Postage stamp honors women of the Reformation

The “Women of the Reformation” commemorative stamp was designed by Susann Stefanizen and presented to the public in the Market Church in Hannover, Germany. Photo: Federal Ministry of Finance

Illustrating the contribution of courageous women

(LWI) – Alongside men such as Martin Luther and Philipp Melanchthon, many women had a hand in bringing about the Reformation 500 years ago. This was shown with a commemorative stamp in their honor, which is available at the German postal service since the beginning of October.

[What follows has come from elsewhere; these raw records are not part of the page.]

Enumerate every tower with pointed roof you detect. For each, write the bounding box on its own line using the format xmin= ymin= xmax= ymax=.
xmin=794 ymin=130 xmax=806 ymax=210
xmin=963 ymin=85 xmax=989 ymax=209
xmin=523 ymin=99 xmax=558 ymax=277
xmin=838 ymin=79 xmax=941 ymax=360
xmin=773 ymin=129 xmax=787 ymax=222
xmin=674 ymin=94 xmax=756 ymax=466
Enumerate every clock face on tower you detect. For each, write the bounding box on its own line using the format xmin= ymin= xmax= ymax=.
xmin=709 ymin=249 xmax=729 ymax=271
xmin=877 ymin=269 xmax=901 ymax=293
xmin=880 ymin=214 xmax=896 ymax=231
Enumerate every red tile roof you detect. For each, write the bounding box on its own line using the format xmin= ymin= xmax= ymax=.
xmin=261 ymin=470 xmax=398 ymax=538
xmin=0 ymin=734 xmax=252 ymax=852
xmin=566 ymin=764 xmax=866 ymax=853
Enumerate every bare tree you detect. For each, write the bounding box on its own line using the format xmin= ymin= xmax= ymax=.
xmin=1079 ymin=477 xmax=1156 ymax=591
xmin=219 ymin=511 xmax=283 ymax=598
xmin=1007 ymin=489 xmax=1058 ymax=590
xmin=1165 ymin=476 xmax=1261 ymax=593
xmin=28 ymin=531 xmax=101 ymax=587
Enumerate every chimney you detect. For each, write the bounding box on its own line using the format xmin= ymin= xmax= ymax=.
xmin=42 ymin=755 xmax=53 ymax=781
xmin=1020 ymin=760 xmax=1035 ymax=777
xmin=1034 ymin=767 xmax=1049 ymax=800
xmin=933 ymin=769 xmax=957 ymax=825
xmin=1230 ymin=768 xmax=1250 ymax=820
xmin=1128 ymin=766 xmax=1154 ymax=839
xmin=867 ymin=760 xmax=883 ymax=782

It pictures three stylized women's heads in different colors with the legend "Frauen der Reformation" (Women of the Reformation). The stamp has a nominal value of 3.70 Euro – the postage for a large international letter in Germany.

A "far-reaching new development in the church" such as the Reformation was only possible "because many were involved in the making of it – including women," explained Dr. Eske Wollrad, director of the Protestant Centre on Women and Men when the stamp was introduced. Reformation means "that the gospel has found a new path to people." In the early days of the Reformation, this occurred in houses and the streets, i.e., in public – and women were involved, she elaborated. Discussions were no longer taking place among academia and clergy only.

Powerful noblewomen like Elisabeth von Calenberg-Göttingen or Elisabeth von Rochlitz had a crucial impact on the Reformation, said Wollrad. They had the political power to introduce the Reformation in their territories.

In an interview introducing the stamp in journal “postfrisch” Rev. Dr. Margot Käßmann, ambassador of the Council for the Evangelical Church in Germany (EKD) for the 2017 Reformation commemoration, highlighted a few of these women of the Reformation.

She said one of those who engaged in the public theological discussion was Argula von Grumbach. A Franconian baroness, she was one of the best-known authors of pamphlets in the Reformation period and renowned far beyond Franconia's borders. Argula von Grumbach, Käßmann said, had discussions with Luther when he stayed in Coburg Castle during the Imperial Diet of Augsburg in 1530. Grumbach also protested to the Ingolstadt university president when he wanted to ban Reformation literature, and she wrote leaflets. "What a courageous woman!" Käßmann said.

"The women of the Reformation were driven by the fundamental insight that forgiveness and justification take place actually and in reality, through God's Word," said Wollrad. "Yet God's Word is not bound to a mediating authority in the person of a priest but is revealed through personal study of the Bible. For this reason, the Reformation was also an educational movement for women, motivating them to engage with theological issues."